Reviews

World of Wires

Jay Scheib’s multimedia performance piece, adapted from Rainer Werner Fassbinder’s film of the same name, is a chaotic mess.

A scene from World of Wires
(© Paula Court)
A scene from World of Wires
(© Paula Court)

There’s a thrilling moment in the beginning of Jay Scheib’s World of Wires, currently playing at the Kitchen, when the fourth wall literally comes crashing down. Unfortunately, what follows is a chaotic mess.


The show, which has been adapted by Scheib from Rainer Werner Fassbinder’s film of the same name and Dainel Galouye’s novel Simulacron-3, imagines a world where people can step into a simulation so real that it eclipses their sense of reality and impacts them as events in real life would.

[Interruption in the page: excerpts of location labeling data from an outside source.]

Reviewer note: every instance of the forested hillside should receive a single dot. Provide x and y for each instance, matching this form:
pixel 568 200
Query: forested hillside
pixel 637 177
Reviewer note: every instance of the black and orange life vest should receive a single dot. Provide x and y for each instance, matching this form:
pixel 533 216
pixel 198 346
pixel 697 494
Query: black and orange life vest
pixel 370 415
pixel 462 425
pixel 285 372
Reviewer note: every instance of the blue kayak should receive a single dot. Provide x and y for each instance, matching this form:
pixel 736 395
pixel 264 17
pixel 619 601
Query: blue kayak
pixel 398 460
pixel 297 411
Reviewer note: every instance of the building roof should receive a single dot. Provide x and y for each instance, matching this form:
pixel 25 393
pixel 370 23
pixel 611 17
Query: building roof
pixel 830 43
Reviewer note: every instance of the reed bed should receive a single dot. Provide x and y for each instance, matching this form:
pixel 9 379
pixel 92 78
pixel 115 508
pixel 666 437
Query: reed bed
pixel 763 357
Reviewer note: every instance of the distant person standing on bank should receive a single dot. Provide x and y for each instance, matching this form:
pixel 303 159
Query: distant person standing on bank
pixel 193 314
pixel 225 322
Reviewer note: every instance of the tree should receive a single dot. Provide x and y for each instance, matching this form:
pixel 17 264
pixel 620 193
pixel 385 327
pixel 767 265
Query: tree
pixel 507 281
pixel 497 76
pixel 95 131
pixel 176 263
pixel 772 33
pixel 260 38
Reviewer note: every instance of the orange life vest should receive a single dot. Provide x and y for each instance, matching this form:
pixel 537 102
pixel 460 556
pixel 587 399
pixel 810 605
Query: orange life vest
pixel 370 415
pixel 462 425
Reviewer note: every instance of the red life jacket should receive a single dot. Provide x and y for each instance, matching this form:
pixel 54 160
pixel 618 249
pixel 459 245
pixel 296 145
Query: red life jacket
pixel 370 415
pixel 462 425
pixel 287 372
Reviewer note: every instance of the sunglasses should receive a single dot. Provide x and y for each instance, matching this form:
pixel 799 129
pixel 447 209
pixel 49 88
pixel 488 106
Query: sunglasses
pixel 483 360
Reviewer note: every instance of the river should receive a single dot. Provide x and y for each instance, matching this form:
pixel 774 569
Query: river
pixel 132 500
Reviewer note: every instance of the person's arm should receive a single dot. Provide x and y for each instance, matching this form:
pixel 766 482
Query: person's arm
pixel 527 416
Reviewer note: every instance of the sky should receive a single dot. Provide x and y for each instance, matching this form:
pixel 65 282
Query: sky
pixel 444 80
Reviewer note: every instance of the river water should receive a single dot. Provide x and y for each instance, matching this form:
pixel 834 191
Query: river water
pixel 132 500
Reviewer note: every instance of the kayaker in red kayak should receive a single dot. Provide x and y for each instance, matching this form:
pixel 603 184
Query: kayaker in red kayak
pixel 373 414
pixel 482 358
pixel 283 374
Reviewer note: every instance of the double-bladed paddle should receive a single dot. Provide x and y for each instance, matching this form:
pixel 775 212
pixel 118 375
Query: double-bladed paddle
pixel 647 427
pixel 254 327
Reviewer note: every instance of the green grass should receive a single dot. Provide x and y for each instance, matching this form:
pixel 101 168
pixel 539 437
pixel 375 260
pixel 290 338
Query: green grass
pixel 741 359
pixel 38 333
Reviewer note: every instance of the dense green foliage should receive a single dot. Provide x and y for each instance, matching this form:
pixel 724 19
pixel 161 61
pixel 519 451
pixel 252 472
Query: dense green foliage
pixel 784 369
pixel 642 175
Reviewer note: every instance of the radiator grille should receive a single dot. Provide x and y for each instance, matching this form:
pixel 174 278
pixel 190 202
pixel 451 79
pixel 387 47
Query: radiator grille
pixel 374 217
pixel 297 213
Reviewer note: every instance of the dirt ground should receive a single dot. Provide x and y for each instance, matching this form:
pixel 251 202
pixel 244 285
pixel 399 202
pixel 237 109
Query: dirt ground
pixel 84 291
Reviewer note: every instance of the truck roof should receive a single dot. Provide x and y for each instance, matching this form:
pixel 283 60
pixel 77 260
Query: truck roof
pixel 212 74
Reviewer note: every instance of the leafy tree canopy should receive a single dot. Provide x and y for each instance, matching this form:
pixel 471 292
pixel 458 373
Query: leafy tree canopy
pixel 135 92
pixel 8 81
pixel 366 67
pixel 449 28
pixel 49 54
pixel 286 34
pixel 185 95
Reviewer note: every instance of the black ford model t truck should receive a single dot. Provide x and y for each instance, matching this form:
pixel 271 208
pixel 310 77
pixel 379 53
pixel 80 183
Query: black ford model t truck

Cleverly, the work opens with the action being live projected on a large screen that obstructs all but the very corners of the stage — forcing the audience to watch the action unfold on the screen like a disjointed home movie. The actors are physically only mere inches away from their celluloid doppelgangers, but it’s a whole ‘nother world.

Indeed, when one character removes a brick from the wall the image is being projected on, we get to see her reaction both in person, as she gets her first glimpse of us, and close-up on screen. Then a second block is pushed through and a third until the whole wall falls down revealing the actors in the flesh. The duality is quite striking.


The problem with the play, however, is that the characters never seem more than mouthpieces for Scheib’s ideas, and the acting is decidedly flat — probably intentionally. Moreover, the action shifts from place to place and from simulation to reality and back with weak transitions that cause confusion and ultimately disengagement. If the characters (and actors) were allowed to breathe a little more, one senses how different (and better) the show could be.


Untitled Mars — which was the first of part of Scheib’s Simulated Cities/Simulated Systems trilogy — balanced a clinical feel with a sense of wonderment for the unexplored that the characters were so earnestly searching for. In that play, we were allowed to share in the journey. Here, we’re just lost.